1 マキ(牧)の当て字から、マキ(牧)→マキ(万吉)→マゲチ〔埼玉県地名誌から抜粋〕
2 条里制に基づく牧津里の遺名から。〔埼玉県地名誌〕
3 マゲチは“マケチ”の転化ではないかと思われる。“マケチ”の“ケチ”は、立入ると祟り があるとされたところで、“マ”は接頭語である。
4 曲地の意味。つまり、曲地(マガリチ)が北側にも鳥居。
        
  東側の正面鳥居より小型だが、朱の塗料の落ち具合が逆に歴史の趣きを感じさせてくれる。


 万吉地区一帯は嘗て新田源氏岩松氏の所領であったという。
 群馬県世良田(現尾島町)に長楽寺という古刹があり、南北朝時代、南朝の功臣であった新田義貞をはじめとする、新田家の菩提寺でもある。本寺につたわる「長楽寺文書」と、新田家の一族である岩松家につたわる「正木文書」には、下野国足利氏の2代目当主・足利義兼には庶長子義純がいて、幼少期は父義兼と共に大伯父の新田義重に上野国の新田荘で養育されたという。義純は足利義兼の長男だが、母が遊女だったので庶子とされ、父は従兄弟に当たる新田義兼の娘のもとに義純を入り婿させ新しく一家を興させた。こうして、血統的には足利氏だった義純は、新田党の一員となり、「岩松次郎」を名乗ることになる。

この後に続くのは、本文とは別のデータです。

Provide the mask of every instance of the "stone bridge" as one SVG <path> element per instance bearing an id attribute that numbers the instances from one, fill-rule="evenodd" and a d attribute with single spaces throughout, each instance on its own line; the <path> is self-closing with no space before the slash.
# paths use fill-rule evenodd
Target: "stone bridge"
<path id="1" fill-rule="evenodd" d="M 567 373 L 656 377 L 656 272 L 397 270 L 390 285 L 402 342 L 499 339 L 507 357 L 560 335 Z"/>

 ところが、元久2年(1205)武蔵畠山の領主畠山重忠が北条義時に攻められ戦死すると、北条政子・義時の妹である故重忠の未亡人のもとに義純を再入婿させ畠山氏の名跡を継がせることとなる。義純は結局この提案を受け入れ、新田義兼の娘岩松女子と離婚し、重忠の未亡人と再婚し「畠山三郎」と名乗った。
 義純が新田義兼の娘岩松女子と離婚すると、岩松女子との間に生まれた長男時兼・次男時朝は生母岩松女子のもとに残されたため、岩松女子の母で新田義兼の未亡人だった新田尼は彼らを哀れみ新田荘内の諸郷を分け与えた。新田岩松家の始まりである。そして新田家の領地から菩提寺の長楽寺へ寄進されたうえ、岩松氏が重忠の旧領である当地へ派遣され、万吉内に在住していたことが記されている。
但し足利義純が先妻の子を義絶したのであれば、本来岩松氏は新田庄内の数郷の領主でしかないはずで、平姓畠山氏由来の所領が存在することはありうるのであろうか。疑問は残る)
        
                  静かな境内の様子
 岩松氏は母系である新田氏を以って祖と仰いできたが、同時に父系は足利氏を祖とし、室町時代には足利氏の天下となったことから新田の血筋を誇りとしながら、対外的には足利氏の一門としての格式を誇り、新田本宗家に対しある程度の自立性を持っていたようである。
 南北朝時代、新田氏宗家は義貞と共に足利尊氏と敵対し没落するが、新田岩松氏は時世を読みながら巧みに世の中を渡りきり、結果的には「新田氏」を存続させたともいえる。